In an extraordinary op-ed in today's New York Times, Russian President Vladimir Putin - a former KGB agent - lectures our country and our president about many things, finishing with rather patronizing remarks about American exceptionalism and the equality of men. Writes Putin:
"I would rather disagree with a case he made on American exceptionalism, stating that the United States' policy is 'what makes America different. It's what makes us exceptional.' It is extremely dangerous to encourage people to see themselves as exceptional, whatever the motivation. There are big countries and small countries, rich and poor, those with long democratic traditions and those still finding their way to democracy. Their policies differ, too. We are all different, but when we ask for the Lord's blessings, we must not forget that God created us equal."
First, although his own record deviates profoundly from his stated belief that "God created us equal," his assertion is itself correct. However, it is noteworthy that last year, the same New York Times that today published the ultimate oligarch's exhortation to the land of the free detailed his wealthy lifestyle, which makes that of multiple czars combined seem minor.
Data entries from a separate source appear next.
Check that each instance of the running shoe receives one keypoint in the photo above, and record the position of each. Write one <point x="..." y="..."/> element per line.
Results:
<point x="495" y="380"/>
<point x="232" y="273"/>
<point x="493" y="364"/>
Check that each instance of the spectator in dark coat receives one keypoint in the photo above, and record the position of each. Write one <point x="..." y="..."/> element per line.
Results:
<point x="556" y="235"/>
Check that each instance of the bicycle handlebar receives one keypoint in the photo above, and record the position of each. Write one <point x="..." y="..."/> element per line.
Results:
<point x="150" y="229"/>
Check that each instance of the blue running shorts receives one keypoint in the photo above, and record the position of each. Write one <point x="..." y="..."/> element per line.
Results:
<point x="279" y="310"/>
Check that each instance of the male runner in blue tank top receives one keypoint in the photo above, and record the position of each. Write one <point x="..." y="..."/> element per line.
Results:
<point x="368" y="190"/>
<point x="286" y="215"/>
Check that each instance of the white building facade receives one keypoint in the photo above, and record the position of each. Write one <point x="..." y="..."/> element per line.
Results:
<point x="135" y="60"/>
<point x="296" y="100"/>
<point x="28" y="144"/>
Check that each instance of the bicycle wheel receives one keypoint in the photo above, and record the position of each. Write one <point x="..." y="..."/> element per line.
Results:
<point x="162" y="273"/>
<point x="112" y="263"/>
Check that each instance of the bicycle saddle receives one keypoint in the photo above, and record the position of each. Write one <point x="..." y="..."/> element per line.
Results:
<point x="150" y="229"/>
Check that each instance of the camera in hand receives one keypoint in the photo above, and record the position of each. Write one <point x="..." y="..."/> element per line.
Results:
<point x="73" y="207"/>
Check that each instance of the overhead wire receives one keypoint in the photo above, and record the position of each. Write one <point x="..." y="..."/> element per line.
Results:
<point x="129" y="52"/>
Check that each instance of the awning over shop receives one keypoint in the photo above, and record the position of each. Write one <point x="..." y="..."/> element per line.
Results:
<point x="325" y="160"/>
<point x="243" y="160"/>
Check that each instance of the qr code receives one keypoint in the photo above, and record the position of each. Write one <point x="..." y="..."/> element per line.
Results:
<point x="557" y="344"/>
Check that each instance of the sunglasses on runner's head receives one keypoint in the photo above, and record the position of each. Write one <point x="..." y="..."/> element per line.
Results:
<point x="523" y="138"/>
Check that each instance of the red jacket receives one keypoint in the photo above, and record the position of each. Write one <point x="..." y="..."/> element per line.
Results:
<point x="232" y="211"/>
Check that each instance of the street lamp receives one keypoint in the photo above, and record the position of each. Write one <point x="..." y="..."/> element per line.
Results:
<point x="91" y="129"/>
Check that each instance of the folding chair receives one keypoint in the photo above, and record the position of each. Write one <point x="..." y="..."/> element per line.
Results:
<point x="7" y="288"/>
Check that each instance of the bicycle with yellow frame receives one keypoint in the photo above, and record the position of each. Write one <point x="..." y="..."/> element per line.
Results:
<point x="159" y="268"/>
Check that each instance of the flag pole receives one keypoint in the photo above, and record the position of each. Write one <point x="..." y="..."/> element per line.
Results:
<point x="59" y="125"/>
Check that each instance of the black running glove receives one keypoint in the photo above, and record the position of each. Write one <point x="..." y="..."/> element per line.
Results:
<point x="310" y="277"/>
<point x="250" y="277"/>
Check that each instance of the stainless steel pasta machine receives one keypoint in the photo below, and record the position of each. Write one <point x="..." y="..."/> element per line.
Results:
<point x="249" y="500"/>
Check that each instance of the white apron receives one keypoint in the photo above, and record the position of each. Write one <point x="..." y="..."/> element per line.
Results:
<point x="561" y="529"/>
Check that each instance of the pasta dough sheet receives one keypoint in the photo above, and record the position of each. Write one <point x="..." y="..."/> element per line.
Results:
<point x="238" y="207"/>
Consider:
"Among the 20 residences available to the Russian president are Constantine Palace, a Czarist-era estate on the Gulf of Finland restored at the cost of tens of millions of dollars, a ski lodge in the Caucasus Mountains and a Gothic revival palace in the Moscow region. The president also has at his disposal 15 helicopters, 4 spacious yachts and 43 aircraft, including the main presidential jet, an Ilyushin whose interior is furnished with gold inlay by artisans from the city of Sergiyev Posad, an Airbus and a Dassault Falcon. The 43 aircraft alone are worth an estimated $1 billion".
Some animals truly are more equal than others.
Second, the assertion of human equality is made uniquely in America's founding document, the Declaration of Independence. It is a claim at once so extraordinary and so vigorous that no other nation had previously made it or sought to live by it. In 1858, Abraham Lincoln argued, "Every nation has a central idea from which all its minor thoughts radiate." Lincoln said that this idea of human equality as articulated in the Declaration has an obvious, world-changing meaning: All human beings have equal value before God, and thus should have equal standing in the polity and before the law.
No other nation had ever been consciously founded on such an assertion. It is both a theological and a political claim, encapsulating the integrating and elevating belief that human rights and dignity are grounded in a moral decision and purposeful act of God, not the beneficence of the state or even the consensus of the people.
This single assertion is the foundation of American exceptionalism. In asserting we are exceptional, we are not claiming we are better than anyone else. Instead, we are claiming that everyone, everywhere, has intrinsic and equal worth because he or she has been so created by the Lord of the universe. That claim, and the way in which we imperfectly but steadily have sought to live it out, makes America so exceptional as to be the blazing star of liberty and justice in a world of caste, racism, oppression, and oligarchism. Even someone of Putin's modest perspicacity should be able to grasp that.